Raising my daughter bilingually is actually a lot harder than I thought it would be, because it takes more time, energy, patience than one thinks. Also, there are a lot of things you have to commit to. Such as making my peace with the fact that Dutch is probably going to be my daughter’s dominant language because her whole schooling will be in Dutch. People believe that if you are raised bilingually, you learn two languages perfectly and you are just as good in both languages in every context of your life. This is actually not true. There is always going to be one language that is the strongest one in certain context and situations. The fact that she will probably prefer to speak in Dutch rather than in Portuguese is still a bit difficult for me to accept. Nothing against the language, which I find fun to speak and interesting to learn, by the way. It is just an odd feeling to know that what I consider a foreign language and have a hard time expressing some thoughts and feelings will be the most comfortable one for my children. But for me, it is very important that my children learn Portuguese, it is my language and my culture, and they should have access to the world where I and half of their family comes from. Sometimes I am speaking to my daughter and she answers using Dutch words. It is difficult, but I pretend that I do not understand what she means and repeat it in Portuguese.”

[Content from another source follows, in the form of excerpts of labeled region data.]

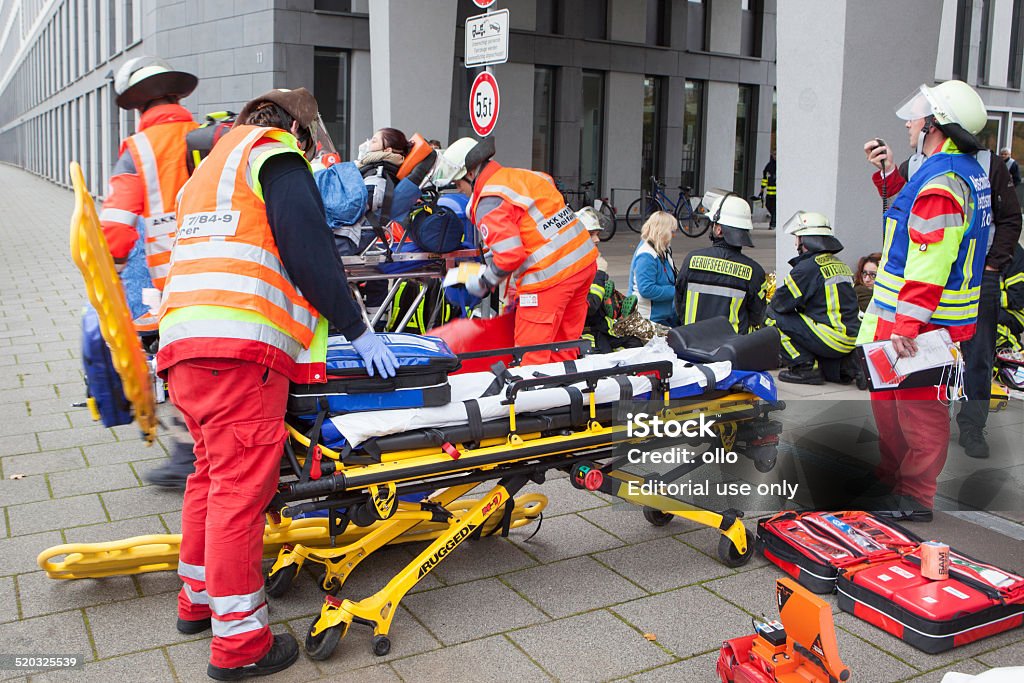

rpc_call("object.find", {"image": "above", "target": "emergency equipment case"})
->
[757,512,1024,654]
[288,333,459,415]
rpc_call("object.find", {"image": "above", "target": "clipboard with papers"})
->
[855,330,964,391]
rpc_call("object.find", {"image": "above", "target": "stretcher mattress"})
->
[303,344,775,447]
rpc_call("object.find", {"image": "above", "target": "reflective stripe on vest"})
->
[122,121,197,290]
[161,126,327,374]
[470,168,597,293]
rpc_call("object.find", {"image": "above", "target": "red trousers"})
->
[515,263,597,366]
[871,321,949,508]
[168,358,288,668]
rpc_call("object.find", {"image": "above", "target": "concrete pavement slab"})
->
[32,650,174,683]
[85,593,197,659]
[49,464,142,498]
[594,537,733,593]
[508,610,673,681]
[403,579,548,645]
[17,571,138,618]
[7,493,106,536]
[289,605,441,680]
[431,537,537,585]
[0,449,85,478]
[611,586,751,657]
[0,531,63,577]
[391,636,552,683]
[632,652,718,683]
[510,514,623,562]
[501,556,645,617]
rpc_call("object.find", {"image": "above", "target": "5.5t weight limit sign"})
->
[469,72,501,137]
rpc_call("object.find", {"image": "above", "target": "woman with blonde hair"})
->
[627,211,679,327]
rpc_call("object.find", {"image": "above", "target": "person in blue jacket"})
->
[627,211,679,328]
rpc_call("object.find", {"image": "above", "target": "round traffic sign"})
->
[469,72,501,137]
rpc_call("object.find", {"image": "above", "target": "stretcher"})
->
[266,347,782,659]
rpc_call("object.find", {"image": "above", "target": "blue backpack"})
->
[82,306,132,427]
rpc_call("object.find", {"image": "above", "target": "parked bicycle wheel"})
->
[626,196,662,232]
[676,199,711,238]
[594,200,616,242]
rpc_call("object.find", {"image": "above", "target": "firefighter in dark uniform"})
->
[761,152,776,229]
[676,190,768,334]
[768,211,860,384]
[995,244,1024,351]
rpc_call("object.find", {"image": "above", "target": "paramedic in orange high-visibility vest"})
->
[99,56,199,488]
[435,137,597,364]
[157,88,397,681]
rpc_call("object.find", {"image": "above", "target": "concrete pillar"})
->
[600,72,643,201]
[370,0,458,144]
[703,80,739,189]
[776,0,941,276]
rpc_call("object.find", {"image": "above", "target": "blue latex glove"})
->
[444,285,480,310]
[466,272,490,299]
[352,330,398,378]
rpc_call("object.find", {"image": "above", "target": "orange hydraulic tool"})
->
[718,579,850,683]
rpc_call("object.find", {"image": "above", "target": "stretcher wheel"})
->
[264,564,299,598]
[373,636,391,657]
[746,445,778,472]
[306,617,345,661]
[643,508,675,526]
[718,529,754,568]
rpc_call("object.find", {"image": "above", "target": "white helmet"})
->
[782,211,843,253]
[114,55,199,110]
[700,189,754,247]
[896,81,988,135]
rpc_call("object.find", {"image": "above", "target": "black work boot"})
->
[142,441,196,488]
[959,427,988,459]
[778,362,825,384]
[206,633,299,681]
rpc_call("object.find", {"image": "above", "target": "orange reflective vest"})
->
[124,121,198,290]
[157,126,327,383]
[470,162,597,293]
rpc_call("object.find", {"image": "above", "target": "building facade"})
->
[0,0,775,209]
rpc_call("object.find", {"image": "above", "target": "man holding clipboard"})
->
[867,81,992,521]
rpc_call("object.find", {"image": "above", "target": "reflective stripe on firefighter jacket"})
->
[469,162,597,294]
[770,252,860,353]
[675,240,768,334]
[867,147,992,340]
[158,126,328,384]
[99,115,199,290]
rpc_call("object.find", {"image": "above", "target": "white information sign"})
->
[466,9,509,69]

“I am still very much interested in how we learn a second language. In my opinion, music is a kind of second language for a lot of people. I would like to know why some people are better at learning a second language than others, even though they might have the same training, exposure and background. By understanding these little differences between people, how they process music and language together or separately, we can understand what makes one better at it than the other. Also, music and language are uniquely human features. By understanding what they have in common, we can also understand what makes us human.”